Figure 1 summarizes the workflow for the meta-analysis, with details described in the Methods section. From the S2NANO database (www.s2nano.org), 6,842 data rows on 1) physicochemical (PChem) properties and their measurement methods, 2) quantum-mechanical (QM) properties and 3) in vitro experimental conditions and cell viability (Tox) were extracted and compiled as a dataset for 26 metal oxide NPs. An overview of the dataset is shown in Table 1 and Supplementary Table 1. PChem attributes, which were core size, hydrodynamic size, surface charge and specific surface area, were selected to be consistent with the recommendations of a comprehensive review by Puzyn et al.[14]. The measurement methods for PChem attributes were included only for the purpose of data scoring and screening, but were not used in the model development afterwards. The dataset also includes Tox attributes for the experimental conditions of the toxicity assessment: assay, cell name, cell species, cell origin, cell type, exposure time, and dosage. The attribute “cell name” contained more than 50 items, which was excessive and could impair the generalizability of the model[9], so it was excluded in the model development process. Cell viability was not used as an attribute in model development, but was included among Tox attributes because it was employed to define the classification endpoint. In addition to these attributes extracted directly from the S2NANO database, QM properties (enthalpy of formation, conduction band and valence band energies, electronegativity) were included, because they were reported to have correlations with NP’s toxicity endpoints. Zhang et al.[15] used electronegativity, conduction band, and valence band energies to predict oxidative stress and acute pulmonary inflammation of 24 metal oxide NPs. Similarly, Liu et al.[4] developed a classification model describing the cytotoxicity of 9 metal oxide NPs based on the atomization energy of the metal oxides. In our dataset, a specific NP can be exposed to several cell lines, at several concentrations, for different durations and tested by various assays. That is why one NP occupied more than one data rows, in which the PChem and QM attributes were the same but Tox attributes described different cell lines, assays, dose, time and viability percent.

Figure 1

Workflow of data collection, preprocessing, model development, validation and interpretation.

Table 1

Data attributes.

Dosage	PChem attributes	QM attributes		Tox attributes
Dose (μg/mL)	Core size (nm)	Surface charge (mV)	Formation enthalpy ΔH_sf (eV)	Assay	Cell type (normal/cancer)
	Method for core size	Method for surface charge	Conduction band energy E_c (eV)	Cell name	Exposure time (hours)
	Hydrodynamic size (nm)	Specific surface area (m²/g)	Valence band energy E_v (eV)	Cell species	Viability (%)
	Method for hydrodynamic size	Method for specific surface area	Electronegativity χ_MeO (eV)	Cell origin

Workflow of data collection, preprocessing, model development, validation and interpretation. Data attributes. As the first OECD principle of (Q)SAR validation suggests a defined endpoint[16], the “Toxic” and “Nontoxic” classification endpoints in this study were clearly defined. A data row was labeled “Toxic” if the viability percent was less than 50%; otherwise, it was considered “Nontoxic.” Unlike the class assignment in Liu et al.[4,5] which was NP-based, this class assignment took into account the exposure condition. This would make the interpretation more explicit, as to whether a NP with a specific set of PChem and QM properties is toxic or nontoxic in a particular exposure condition.

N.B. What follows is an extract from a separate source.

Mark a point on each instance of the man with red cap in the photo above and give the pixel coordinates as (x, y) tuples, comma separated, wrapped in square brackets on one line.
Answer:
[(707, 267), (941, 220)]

Effects of data gap filling and data quality screening on model performance

The heterogeneity of the literature data led to many missing values and different quality levels. As shown in Fig. 2a, the original dataset had a great proportion of missing values in PChem attributes: 18% of core size data, 39% of hydrodynamic size data, 41% of surface charge data and 74% of specific surface area data. To overcome this problem, we proposed an approach for data gap filling (see Methods). Because we purposely selected the publications that provide the nanotoxicity data, there were no missing values and no need of data gap filling in the Tox attributes or the endpoint. There were only missing values in PChem attributes because some publications do not report on the characterization of NPs. Based on the previously reported criteria by Klimisch et al.[17] and Lubinski et al.[13], we have developed our own scoring criteria considering the PChem properties (i.e., PChem score) to cope with different data quality levels. We expanded the previous works by using the datasets screened by the PChem score to develop nano-SAR models in order to examine the effect of data quality on model performance. The criteria used to calculate PChem score are depicted in Table 2 and details on the scoring procedure are described in Methods. With this set of criteria, the maximum score was 5 and the minimum was 0.

Figure 2

(a) Missing data map for PChem attributes in the original dataset; (b) Datasets with different preprocessing steps; (c) Effect of data gap filling on PChem score distribution.

Table 2

Scoring rules for PChem data.

Attribute	Criteria		Score
Core size	Data source	- Experimentally measured by the authors	3
		- Adapted from manufacturers’ specifications	2
		- Adapted from other references using the same nanomaterials and experimental conditions	1
		- No data	0
	Data method	- TEM	2
		- Estimated from specific surface area - Other methods (e.g., SEM/AFM)	1
		- No information	0
Hydrodynamic size	Data source	- Experimentally measured by the authors	3
		- Adapted from manufacturers’ specifications	2
		- Adapted from other references using the same nanomaterials and experimental conditions	1
		- No data	0
	Data method	- DLS/NTA	2
		- Other methods	1
		- No information	0
Surface charge	Data source	- Experimentally measured by the authors	3
		- Adapted from manufacturers’ specifications	2
		- Adapted from other references using the same nanomaterials and experimental conditions	1
		- No data	0
	Data method	- Zeta potential	2
		- Other methods	1
		- No information	0
Specific surface area	Data source	- Experimentally measured by the authors	3
		- Adapted from manufacturers’ specifications	2
		- Adapted from other references using the same nanomaterials and experimental conditions	1
		- No data	0
	Data method	- BET	2
		- Estimated from core size - Other methods	1
		- No information	0

TEM: Transmission Electron Microscopy; SEM: Scanning Electron Microscopy; AFM: Atomic Force Microscopy; XRD: X-Ray Diffraction; DLS: Dynamic Light Scattering; NTA: Nanoparticle Tracking Analysis; BET: Brunauer-Emmett-Teller method.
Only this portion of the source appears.